Python Basic Datastructure Creation Time

If there’s one thing that really grinds my gears, it’s when people use lists instead of tuples to define what is intended to be an immutable constant. Why? Because it’s faster to create a tuple. Here’s a case as an example:

class SomeClass(object):
    AVAILABLE_KEYS = [
         'key1',
         'key2',
         'key3',
         'key4',
    ]
    def __init__(self):
         pass

Clearly, as a class attribute, the initial developer has intended that SomeClass.AVAILABLE_KEYS is some sort of constant. If it were me seeing this, it would bother me that we could easily make the creation of this list microseconds faster with a minor change. Just to see how correct I am, I set out to do a basic experiment to capture just how long it takes to create common datastrucutres in python. So I hacked together a simple script:

from subprocess import Popen, PIPE

STEP_SIZE = 1000
SAMPLE_SIZES = [n + 1 for n in xrange(0, 11000 * 100000, STEP_SIZE)]

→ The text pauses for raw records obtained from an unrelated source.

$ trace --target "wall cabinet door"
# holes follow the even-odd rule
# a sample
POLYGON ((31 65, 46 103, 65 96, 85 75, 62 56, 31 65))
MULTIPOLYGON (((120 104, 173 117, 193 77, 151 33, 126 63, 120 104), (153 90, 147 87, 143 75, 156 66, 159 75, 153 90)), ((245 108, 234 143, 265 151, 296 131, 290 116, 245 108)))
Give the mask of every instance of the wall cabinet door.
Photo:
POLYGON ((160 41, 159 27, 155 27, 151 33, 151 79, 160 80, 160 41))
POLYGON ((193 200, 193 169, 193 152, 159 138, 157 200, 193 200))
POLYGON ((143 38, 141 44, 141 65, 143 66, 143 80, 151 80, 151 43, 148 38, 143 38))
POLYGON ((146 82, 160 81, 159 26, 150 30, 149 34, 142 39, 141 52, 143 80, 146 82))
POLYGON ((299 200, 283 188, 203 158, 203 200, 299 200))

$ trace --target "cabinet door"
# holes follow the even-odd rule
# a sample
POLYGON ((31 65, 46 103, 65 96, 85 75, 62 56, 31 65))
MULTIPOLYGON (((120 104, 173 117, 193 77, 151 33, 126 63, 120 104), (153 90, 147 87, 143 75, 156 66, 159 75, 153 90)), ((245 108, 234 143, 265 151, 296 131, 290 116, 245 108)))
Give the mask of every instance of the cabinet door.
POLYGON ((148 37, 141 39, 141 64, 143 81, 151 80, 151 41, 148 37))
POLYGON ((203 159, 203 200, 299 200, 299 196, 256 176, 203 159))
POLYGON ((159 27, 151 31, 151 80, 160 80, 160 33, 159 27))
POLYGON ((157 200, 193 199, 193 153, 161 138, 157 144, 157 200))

def get_time_from_output(output_str):
    '''
    Input str: "1000000 loops, best of 3: 1.31 usec per loop"
    '''
    print output_str
    usec_time = float(output_str.split()[5])
    if "msec" in output_str:
        usec_time *= 1000.0
    return usec_time


tuple_results = []
list_results = []
set_results = []
dict_results = []
for numbers_to_process in SAMPLE_SIZES:
    try:
        print "Attempting a sample size of %s" % numbers_to_process

        create_tuple = "junk = (%s)" % ",".join([str(j) for j in xrange(numbers_to_process)])
        create_list = "junk = [%s]" % ",".join([str(j) for j in xrange(numbers_to_process)])
        create_set = "junk = {%s}" % ",".join([str(j) for j in xrange(numbers_to_process)])
        create_dict = "junk = {v:v for v in xrange(%s)}" % numbers_to_process

        process = Popen(["python", "-m", "timeit", create_tuple], stdout=PIPE)
        output, err = process.communicate()
        tuple_results.append(get_time_from_output(output))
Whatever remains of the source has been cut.